The DA/DC+M1.6-K2 is another interesting example; the "+" marks that it is a binary system (a DA/DC star with a M1.6-K2 star). The "/" of the DA/DC star means that it has spectral features of both DA and DC spectral types (In SE you have to specify so you should choose randomly between the two DA and DC classes). The "-" in the M1.6-K2 star means that the object might have changed spectral type during the time it has been observed, in this case a M-type star has changed to a K-type star; it could mean that the star is variable and transitions periodically from one temperature to another or it could mean that the star is evolving quickly after its departure from the main-sequence (only O-type and B-type stars evolve as quick as to be noticed in human timespans so don't worry because these are only late-type objects at best).

The "?" mark in some cases might mean that the spectral type of the companion it is not known or that even if it has a companion at all is truly confirmed (depending on where the sign has been placed). In general the question mark means there is high uncertainty in some spectral features. An example of a case where it is not known if it truly has a companion would be a DZ(+F?) and an example when it is knwon that there is a companion but there is uncertainty on the spectral type of it would be DZ+F?.

There might be spectral types not accepted by SE. For example a DBA or DXP White Dwarfs (the second is a DX White Dwarf with a strong magnetic field that polarizes light).

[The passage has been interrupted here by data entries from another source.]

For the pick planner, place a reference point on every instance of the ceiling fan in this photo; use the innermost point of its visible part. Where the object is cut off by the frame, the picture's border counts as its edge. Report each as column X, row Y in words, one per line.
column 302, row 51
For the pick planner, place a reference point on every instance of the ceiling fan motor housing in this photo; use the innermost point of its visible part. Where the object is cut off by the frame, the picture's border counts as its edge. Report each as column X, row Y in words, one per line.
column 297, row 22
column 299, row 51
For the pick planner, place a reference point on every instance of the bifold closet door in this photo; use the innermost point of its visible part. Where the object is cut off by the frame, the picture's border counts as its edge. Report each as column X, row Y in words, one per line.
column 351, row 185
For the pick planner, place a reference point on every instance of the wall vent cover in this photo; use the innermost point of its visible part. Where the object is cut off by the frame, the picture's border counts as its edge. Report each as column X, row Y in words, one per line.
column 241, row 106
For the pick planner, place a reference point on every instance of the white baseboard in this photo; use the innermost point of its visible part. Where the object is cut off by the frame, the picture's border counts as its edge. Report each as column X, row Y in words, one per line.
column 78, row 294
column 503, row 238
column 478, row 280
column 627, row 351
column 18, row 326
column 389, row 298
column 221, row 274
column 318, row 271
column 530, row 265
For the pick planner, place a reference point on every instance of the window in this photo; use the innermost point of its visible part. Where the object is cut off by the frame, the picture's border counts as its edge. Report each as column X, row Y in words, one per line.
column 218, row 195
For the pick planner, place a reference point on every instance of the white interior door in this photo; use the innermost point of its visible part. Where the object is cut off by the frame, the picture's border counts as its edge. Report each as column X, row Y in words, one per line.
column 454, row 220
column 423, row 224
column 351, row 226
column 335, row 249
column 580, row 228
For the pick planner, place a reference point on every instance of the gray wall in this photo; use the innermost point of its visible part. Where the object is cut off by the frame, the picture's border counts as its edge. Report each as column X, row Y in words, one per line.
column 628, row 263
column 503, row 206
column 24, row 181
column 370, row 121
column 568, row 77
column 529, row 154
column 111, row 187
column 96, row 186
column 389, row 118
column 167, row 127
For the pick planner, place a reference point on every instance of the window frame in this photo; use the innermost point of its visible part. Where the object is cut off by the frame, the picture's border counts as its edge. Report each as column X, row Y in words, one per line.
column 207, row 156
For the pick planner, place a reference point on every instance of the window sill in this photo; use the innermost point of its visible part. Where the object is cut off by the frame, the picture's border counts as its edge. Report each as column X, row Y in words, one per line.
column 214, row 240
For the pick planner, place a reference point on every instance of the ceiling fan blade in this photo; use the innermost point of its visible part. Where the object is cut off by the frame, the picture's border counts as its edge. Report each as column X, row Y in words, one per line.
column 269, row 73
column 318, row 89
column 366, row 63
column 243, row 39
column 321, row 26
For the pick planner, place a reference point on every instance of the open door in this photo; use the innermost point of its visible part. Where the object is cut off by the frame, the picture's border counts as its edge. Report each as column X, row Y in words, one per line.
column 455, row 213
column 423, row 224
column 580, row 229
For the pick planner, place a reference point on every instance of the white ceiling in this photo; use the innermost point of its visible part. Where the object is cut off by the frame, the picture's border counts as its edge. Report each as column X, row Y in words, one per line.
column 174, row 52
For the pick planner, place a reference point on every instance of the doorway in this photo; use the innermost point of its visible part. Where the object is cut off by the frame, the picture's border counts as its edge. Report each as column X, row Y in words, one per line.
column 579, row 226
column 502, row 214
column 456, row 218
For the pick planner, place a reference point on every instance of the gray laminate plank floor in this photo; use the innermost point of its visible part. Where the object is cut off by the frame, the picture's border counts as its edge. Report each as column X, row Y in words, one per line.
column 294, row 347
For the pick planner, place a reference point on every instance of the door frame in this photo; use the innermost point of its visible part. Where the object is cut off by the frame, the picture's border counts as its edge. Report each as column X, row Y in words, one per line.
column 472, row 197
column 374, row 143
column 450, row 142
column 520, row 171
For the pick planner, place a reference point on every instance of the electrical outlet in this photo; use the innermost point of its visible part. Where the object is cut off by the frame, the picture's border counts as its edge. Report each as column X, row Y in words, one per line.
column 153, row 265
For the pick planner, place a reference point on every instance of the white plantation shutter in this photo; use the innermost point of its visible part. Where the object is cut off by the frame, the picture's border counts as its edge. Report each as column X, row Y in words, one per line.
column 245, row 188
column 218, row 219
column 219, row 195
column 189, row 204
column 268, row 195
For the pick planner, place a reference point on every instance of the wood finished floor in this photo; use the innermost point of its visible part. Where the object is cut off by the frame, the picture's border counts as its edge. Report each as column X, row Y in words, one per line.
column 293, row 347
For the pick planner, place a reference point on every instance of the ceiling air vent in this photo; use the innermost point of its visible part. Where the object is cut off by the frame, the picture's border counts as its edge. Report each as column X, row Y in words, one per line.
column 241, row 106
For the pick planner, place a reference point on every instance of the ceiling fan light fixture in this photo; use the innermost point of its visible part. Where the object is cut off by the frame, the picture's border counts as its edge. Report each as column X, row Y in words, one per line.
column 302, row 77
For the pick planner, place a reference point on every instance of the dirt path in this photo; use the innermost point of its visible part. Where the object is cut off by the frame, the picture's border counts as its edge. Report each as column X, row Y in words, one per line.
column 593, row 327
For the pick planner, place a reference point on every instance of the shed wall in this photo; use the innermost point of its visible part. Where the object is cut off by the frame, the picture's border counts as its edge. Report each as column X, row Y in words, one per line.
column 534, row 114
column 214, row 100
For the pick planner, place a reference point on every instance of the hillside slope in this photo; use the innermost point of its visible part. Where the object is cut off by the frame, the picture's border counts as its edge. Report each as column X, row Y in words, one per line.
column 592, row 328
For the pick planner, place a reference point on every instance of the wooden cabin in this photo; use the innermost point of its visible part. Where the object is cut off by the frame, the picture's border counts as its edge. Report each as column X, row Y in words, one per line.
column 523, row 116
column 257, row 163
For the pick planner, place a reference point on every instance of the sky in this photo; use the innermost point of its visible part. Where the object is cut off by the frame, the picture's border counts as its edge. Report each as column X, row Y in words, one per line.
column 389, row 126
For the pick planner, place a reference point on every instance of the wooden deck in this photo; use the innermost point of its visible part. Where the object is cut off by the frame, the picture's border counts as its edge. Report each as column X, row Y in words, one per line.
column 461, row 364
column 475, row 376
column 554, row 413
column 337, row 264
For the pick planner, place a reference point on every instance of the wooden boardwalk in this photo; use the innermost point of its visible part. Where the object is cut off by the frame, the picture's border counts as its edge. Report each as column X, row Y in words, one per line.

In those cases I would add them as generic WD until SE develops a more complex spectral classification scheme or simplify it to the closest spectral type (for example the DXP could be a DX in SE without problem).

There could also be catalog errors (don't fear that since spectral types are difficult to determine with Gaia which was not specifically designed for that but for astrometry). For example there is a DB3+ star that I don't really know what means (probably a single star or maybe a binary where they forgot to add the companion).

You can find more information in the bottom tables of this page.

The rest is easy. RA is in degrees so you have to put it in hours for the SE file. Use the distance column for distances in parsecs instead of computing it from the parallax column (even if the result is the same).

The temperature values should be a bit randomized since that would look unnatural (all rounded) in SE. And the temperature of a binary usually means the temperature of the primary (but in this case I think it is always the temperature of the White Dwarf of the system). The uncertainties in temperature of this sample vary across temperature ranges (I used them to have deviations from the temperature value compatible with he data):

  • From 5.000K to 20.000K the uncertainty is 250K
  • From 20.000K to 30.000K the uncertainty is 1.000K
  • From 30.000K to 40.000K the uncertainty is 2.000K
  • From 40.000K to 50.000K the uncertainty is 5.000K
  • From 50.000K to 80.000K the uncertainty is 10.000K
For example; if we have a star with a temperature of 9.000K, then a perfectly reasonable value for the SE file would be 8.923K, but a value of 9.325K would start to be way off considering the uncertainties involved in the measurement.


As I said, these are only 120 cases where we need to make a separate file but for the rest the 73.221 White Dwarfs of the catalog should remain untouched until 2021 (when we get the third data release from Gaia with new White Dwarfs and new data for the current ones).

Should this be put in the same folder as the white dwarf add on was put into?  Thanks!